# **0. Preliminary Settings**

At first, we need to clone the repository to get access to the code and use utility functions inside the notebook. The `src` folder is then added to the system path so that the modules can be used inside the notebook.

Then, we use the utility functions in the `src` folder to get the ***train*** and ***validation*** splits, while we discard the ***test*** split as it will be used to evaluate the best model only.

In [None]:
%%capture
!pip install transformers wandb pytorch-lightning

In [None]:
!git clone https://github.com/giuluck/Gangster-SQuAD

import sys
sys.path.append('Gangster-SQuAD')
sys.path.append('Gangster-SQuAD/src')
sys.path.append('Gangster-SQuAD/src/models')

from dataframe import get_dataframes
train_df, val_df, _ = get_dataframes('Gangster-SQuAD/data/training_set.json')

In [None]:
## TODO: remove
# train_df = train_df.iloc[:1000]
# val_df = val_df.iloc[:100]

# **1. Preprocessing**

We use **HuggingFace** to start from a pretrained **DistilBERT** model with its own vocabulary and tokenizer.

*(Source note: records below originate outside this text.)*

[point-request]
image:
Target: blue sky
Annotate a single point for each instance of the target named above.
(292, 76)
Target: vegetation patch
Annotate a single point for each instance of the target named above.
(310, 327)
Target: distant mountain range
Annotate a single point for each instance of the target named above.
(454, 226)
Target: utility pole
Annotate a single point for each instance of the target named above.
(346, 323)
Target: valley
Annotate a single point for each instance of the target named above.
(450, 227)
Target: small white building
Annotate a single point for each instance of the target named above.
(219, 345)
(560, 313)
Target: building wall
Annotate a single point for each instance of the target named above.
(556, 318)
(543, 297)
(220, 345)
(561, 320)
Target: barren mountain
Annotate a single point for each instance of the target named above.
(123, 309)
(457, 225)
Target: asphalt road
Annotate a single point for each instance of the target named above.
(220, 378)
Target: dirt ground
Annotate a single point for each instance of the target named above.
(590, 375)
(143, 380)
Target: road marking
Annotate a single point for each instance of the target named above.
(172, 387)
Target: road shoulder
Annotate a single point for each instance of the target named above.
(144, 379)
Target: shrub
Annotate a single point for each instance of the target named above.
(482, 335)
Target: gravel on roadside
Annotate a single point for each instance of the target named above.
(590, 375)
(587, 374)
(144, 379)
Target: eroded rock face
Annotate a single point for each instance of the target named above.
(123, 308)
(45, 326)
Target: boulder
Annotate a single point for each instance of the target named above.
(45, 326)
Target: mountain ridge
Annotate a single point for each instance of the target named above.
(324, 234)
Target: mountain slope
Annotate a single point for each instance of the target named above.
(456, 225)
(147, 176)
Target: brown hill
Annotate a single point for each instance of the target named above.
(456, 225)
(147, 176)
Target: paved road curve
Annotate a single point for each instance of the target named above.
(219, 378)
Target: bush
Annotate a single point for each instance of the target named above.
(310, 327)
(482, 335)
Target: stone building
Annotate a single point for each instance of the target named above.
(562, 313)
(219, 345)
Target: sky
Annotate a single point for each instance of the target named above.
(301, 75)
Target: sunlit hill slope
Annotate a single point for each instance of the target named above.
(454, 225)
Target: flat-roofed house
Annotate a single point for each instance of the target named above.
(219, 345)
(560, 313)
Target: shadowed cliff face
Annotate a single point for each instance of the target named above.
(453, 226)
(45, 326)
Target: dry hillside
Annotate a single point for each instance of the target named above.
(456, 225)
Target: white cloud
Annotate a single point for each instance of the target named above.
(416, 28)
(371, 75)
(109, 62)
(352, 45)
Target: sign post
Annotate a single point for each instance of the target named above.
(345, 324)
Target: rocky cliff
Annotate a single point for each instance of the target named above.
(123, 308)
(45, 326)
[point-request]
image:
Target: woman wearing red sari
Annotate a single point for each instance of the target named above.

**HuggingFace** provides a pretrained *DistilBertTokenizer*, which is quite slow, and a faster *BertWordPieceTokenizer*. In order to exploit both of them, we initially load the pretrained tokenizer, store its data, and use that data to build the faster tokenizer.

Once the tokenizer has been built, we use it to process every record in the dataframe in order to build the dataset used for training and testing purposes. This dataset will be composed by:
- a **list of tokens** structured in this way $$[\mbox{CLS}, \mbox{ctx_tok}_0, ..., \mbox{ctx_tok}_i, ..., \mbox{ctx_tok}_n, \mbox{SEP}, \mbox{qst_tok}_0, ..., \mbox{qst_tok}_j, ..., \mbox{qst_tok}_m, \mbox{SEP}]$$ which will be used as input for the *DistilBERT* model
- a **start** and an **end** integer value representing the indices of the boundary tokens that identify the answer in the text, which will be used as outputs for the *DistilBERT* model
- the **original context** and a **list of indices** representing the offsets, expressed in number of *chars* and not in number of *tokens*, which will be used to retrieve the original part of text in the context given the two outputs

In [None]:
from models import ModelInfo

model_info = ModelInfo('distilbert-base-uncased', embedding_dim=768, max_length=512, cls_token=101, sep_token=102)

In [None]:
from transformers import DistilBertTokenizer
from tokenizers import BertWordPieceTokenizer

DistilBertTokenizer.from_pretrained(model_info.pretrained_model).save_pretrained('slow_tokenizer/')
tokenizer = BertWordPieceTokenizer('slow_tokenizer/vocab.txt', lowercase=True)

In [None]:
import pandas as pd
from preprocessing import compute_boundaries
from dataframe import process_dataframe

train_df = process_dataframe(train_df, tokenizer)
val_df = process_dataframe(val_df, tokenizer)

train_df[['ctx_ids', 'qst_ids', 'start token', 'end token', 'offsets']]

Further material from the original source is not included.